A research team led by Prof. Yuda Fang, from Shanghai Institute of Plant Physiology and Ecology (SIPPE), Shanghai Institutes for Biological Sciences (SIBS), CAS, discovered that four amino acids guide the assembly or disassembly of Arabidopsis histone H3.3-containing nucleosomes. This work was just released ahead of print in PNAS (Proceedings of the National Academy of Sciences USA) on June 13th, 2011.

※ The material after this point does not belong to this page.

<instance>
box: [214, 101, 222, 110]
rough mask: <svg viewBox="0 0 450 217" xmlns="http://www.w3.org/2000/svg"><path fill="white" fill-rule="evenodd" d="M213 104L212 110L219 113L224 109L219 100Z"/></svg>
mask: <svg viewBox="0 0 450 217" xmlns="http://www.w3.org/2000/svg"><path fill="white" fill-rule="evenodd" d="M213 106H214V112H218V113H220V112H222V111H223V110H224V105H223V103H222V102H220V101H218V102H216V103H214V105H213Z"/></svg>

Histone H3 family contains canonical histone H3.1, histone variant H3.3 and centremere-specific histone CenH3, which are conserved from fly to human and plant. H3.3 is mainly associated with active chromatin by replacing H3.1 through chaperones such as HIRA, DAXX, ATRX or DEK and plays important roles in the germline, epigenetic memory and reprogramming. Arabidopsis histone H3.3 differs from H3.1 by four amino acid sites: amino acids 31 and 41 in the N-terminal tail and amino acids 87 and 90 in the core domain.

By comparing the dynamics of Arabidopsis histone H3.1, H3.3 and its mutated forms in transcriptionally active or inactive nucleolar chromatin, the team led by Prof. Fang proposed a model in which amino acids 87 and 90 in the core domain of H3.3 guide nucleosome assembly, while amino acids 31 and 41 in the N-terminal tail of Arabidopsis H3.3 guide nucleosome disassembly in nucleolar rDNA. The model is shown as follows:



(A model for the dynamics of Arabidopsis H3.3/HTR4 in nucleoli. The amino acid residues 87 and 90 in the core domain of H3.3 guide its deposition to active nucleolar chromatin, while the amino acid residues 31 and 41 in the N-terminal tail of H3.3 guide its depletion from the rDNA arrays when transcription is silenced.)

This research was supported by Grants from Chinese Academy of Sciences, National Natural Science Foundation of China, and the State Key Laboratory of Plant Molecular Genetics.